CAMP PENDLETON (CBS 8) - It was undoubtedly avid angler Jeff Fangman's greatest catch, documented on video: a nine-and-a-half foot great white shark reeled in, and then freed, from the coast of Camp Pendleton.
"I didn't realize it was a great white while I was catching it, but I knew it was something heavy," the former marine told CBS News 8.
Originally from the Gulf Coast, the experienced fisherman who now lives in Southern California, had previously caught almost every kind of shark, from bull and blacktips to sandbar and spinner sharks - but never a great white.
That changed in late October, though, after a family fishing expedition on a Camp Pendleton beach with his wife, daughter and dog exceeded all of their expectations.
"There's not many people who can say they've touched a great white or let alone caught one on the beach," Fangman said.
Using a piece of stingray as bait, Fangman had been fishing in that same spot along the shore for more than two hours with little luck, until suddenly, he felt a pull on his fishing pole.
"All of a sudden it bowed over and the line was just rolling off the reel," Fangman exclaimed, "and then I realized I had something!"
After nearly half an hour, he managed to reel in his combative catch as his wife Aldrei captured it all on the family's video camera.
"(My wife) was shocked, she was surprised just as much as I was," Fangman added.
Once in shallow water, Fangman wasted no time in posing with his temporary conquest.
"I know it's just a beautiful creature, a great white.

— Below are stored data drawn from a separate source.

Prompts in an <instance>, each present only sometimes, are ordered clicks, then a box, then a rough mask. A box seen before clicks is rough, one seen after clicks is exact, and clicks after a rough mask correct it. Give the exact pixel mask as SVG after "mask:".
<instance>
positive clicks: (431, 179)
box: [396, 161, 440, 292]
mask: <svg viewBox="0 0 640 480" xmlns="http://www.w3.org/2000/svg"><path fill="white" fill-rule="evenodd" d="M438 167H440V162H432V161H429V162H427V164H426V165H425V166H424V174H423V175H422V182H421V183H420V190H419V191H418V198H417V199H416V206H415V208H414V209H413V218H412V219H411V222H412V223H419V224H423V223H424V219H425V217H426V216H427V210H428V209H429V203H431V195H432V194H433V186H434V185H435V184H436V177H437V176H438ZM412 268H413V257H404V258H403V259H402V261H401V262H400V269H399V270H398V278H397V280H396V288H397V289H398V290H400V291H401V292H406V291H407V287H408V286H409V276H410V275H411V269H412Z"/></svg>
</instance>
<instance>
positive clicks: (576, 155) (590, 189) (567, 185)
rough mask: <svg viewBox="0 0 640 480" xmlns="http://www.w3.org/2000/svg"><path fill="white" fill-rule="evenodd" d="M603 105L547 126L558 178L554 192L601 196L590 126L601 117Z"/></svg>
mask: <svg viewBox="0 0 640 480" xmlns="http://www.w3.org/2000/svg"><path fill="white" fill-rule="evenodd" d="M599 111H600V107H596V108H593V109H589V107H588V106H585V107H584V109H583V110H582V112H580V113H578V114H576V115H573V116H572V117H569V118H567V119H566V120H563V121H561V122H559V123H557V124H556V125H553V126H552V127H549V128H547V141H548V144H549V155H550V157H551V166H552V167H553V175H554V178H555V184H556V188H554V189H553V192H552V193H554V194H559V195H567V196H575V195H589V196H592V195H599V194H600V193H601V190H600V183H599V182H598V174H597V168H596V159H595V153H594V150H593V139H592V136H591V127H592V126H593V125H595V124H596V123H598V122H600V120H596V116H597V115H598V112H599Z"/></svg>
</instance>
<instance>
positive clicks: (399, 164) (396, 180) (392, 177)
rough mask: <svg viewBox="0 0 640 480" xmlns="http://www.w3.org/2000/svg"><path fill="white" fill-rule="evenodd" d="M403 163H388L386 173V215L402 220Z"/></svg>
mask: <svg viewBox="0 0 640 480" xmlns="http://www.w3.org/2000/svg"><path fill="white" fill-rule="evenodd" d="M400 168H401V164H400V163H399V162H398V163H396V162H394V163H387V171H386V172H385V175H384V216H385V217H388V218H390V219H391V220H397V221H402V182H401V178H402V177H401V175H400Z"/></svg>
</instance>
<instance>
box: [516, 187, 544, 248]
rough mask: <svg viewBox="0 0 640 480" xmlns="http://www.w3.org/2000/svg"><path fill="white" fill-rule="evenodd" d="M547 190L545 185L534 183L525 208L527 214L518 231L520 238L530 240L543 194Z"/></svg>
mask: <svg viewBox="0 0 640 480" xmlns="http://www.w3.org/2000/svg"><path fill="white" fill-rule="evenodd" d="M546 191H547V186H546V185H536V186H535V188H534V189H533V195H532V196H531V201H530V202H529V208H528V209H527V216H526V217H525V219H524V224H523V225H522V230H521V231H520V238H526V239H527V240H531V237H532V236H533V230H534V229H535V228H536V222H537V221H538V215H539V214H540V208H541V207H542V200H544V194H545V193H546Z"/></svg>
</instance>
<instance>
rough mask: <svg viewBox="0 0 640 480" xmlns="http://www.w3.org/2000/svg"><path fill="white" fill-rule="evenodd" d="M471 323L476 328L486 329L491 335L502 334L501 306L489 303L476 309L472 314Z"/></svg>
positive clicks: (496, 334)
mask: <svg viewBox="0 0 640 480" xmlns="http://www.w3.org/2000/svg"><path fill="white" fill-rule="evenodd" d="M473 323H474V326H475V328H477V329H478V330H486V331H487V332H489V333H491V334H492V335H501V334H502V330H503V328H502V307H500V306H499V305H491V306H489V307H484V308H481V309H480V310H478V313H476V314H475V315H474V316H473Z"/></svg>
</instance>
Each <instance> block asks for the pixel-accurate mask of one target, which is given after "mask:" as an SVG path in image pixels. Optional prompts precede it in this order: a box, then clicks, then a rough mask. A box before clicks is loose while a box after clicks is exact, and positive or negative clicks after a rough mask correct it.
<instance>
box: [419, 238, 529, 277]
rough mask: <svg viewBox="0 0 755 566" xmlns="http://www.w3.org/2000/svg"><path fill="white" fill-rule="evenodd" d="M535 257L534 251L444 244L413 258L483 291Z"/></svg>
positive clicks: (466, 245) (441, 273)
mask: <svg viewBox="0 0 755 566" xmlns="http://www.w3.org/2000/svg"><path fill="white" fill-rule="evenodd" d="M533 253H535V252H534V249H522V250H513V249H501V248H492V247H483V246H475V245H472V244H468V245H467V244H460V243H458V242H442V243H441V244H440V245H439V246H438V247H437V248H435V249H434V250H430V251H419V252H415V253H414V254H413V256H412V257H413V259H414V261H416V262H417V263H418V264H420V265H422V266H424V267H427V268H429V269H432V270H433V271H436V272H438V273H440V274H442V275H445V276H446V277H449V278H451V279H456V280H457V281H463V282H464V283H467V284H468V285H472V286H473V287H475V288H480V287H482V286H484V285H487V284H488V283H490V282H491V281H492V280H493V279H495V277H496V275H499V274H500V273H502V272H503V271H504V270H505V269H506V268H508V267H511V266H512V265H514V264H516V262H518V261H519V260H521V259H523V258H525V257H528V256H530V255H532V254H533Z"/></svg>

I was so shocked," he recalled. "It is a big strong fish and it's like solid muscle. It didn't really move when it was on the beach."
At one point, Fangman even calmly opened the great white's mouth, showing off its rows of razor-sharp teeth for the camera.
Just a couple minutes after reeling his catch on - and after measuring the healthy nine-and-a-half foot juvenile female - Fangman then quickly guided her back to her native habitat.
"She was really calm, and as soon as I got here back in to deep enough water where she could move, she was moving her tail and swimming right back into the ocean," he said.
Earlier this year, California's Fish and Game Commission voted to consider listing great white sharks as an endangered species. The commission is expected to make its final decision next Spring.